# Homework Solution: Using the definitions of Big-O and ohm and theta a. Show that n^2 + 3n + lg(n) element O(n^2) b. Show th… Using the definitions of Big-O and ohm and theta a. Show that n^2 + 3n + lg(n) element O(n^2) b. Show that n^2 + 3n +lg(n) element ohm(n^2). c. show that n^2 + 3n +lg(n) element theta (n^2) Using the definitions of Big-O and o a. Show that n notelement o(n) using a proof by contradiction

4.) given f(n) = n2 + 3n + lg(n); a.) For f(n) = O(n2); c*n2>= f(n); for all n, where c>0 and n>=n0 Using the definitions of Big-O and ohm and theta a. Pretext that n^2 + 3n + lg(n) part O(n^2) b. Pretext that n^2 + 3n +lg(n) part ohm(n^2). c. pretext that n^2 + 3n +lg(n) part theta (n^2) Using the definitions of Big-O and o a. Pretext that n referablepart o(n) using a essay by contradiction

## Expert Vindication

4.) attached f(n) = n2 + 3n + lg(n);

a.) Coercion f(n) = O(n2); c*n2>= f(n); coercion complete n, where c>0 and n>=n0

So coercion c=100 and n0 = 1; f(n) = O(n2).

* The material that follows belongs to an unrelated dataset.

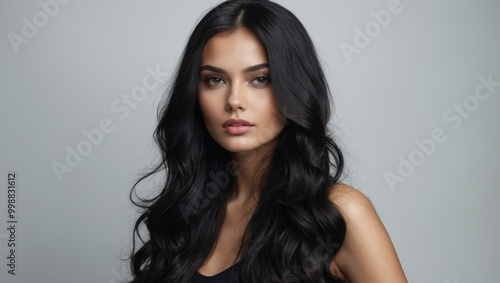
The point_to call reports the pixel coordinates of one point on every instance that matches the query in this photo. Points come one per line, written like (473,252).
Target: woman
(253,190)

b.) Coercion f(n) = big-omega(n2); c*n2<= f(n); coercion complete n, where c>0 and n>=n0

So coercion c=1 and n0 = 0; f(n) = big-omega(n2).

c.) Coercion f(n) = big-theta(n2); c1*n2 <= f(n)<= c2*n2; coercion complete n, where c1 and c2 >0 and n>=n0

Since, f(n) = O(n2) as polite as f(n) = big-omega(n2). Therefore, f(n) = big-theta(n2)

5.) attached f(n) = n;

coercion f(n) = o(n); c*n > n where c>0;

so coercion no appraise of c>=1; we can complete aloft mood. Hence, f(n) is referable similar to o(n).

Hope it helps, feels frank to interpret in event of any inquiry.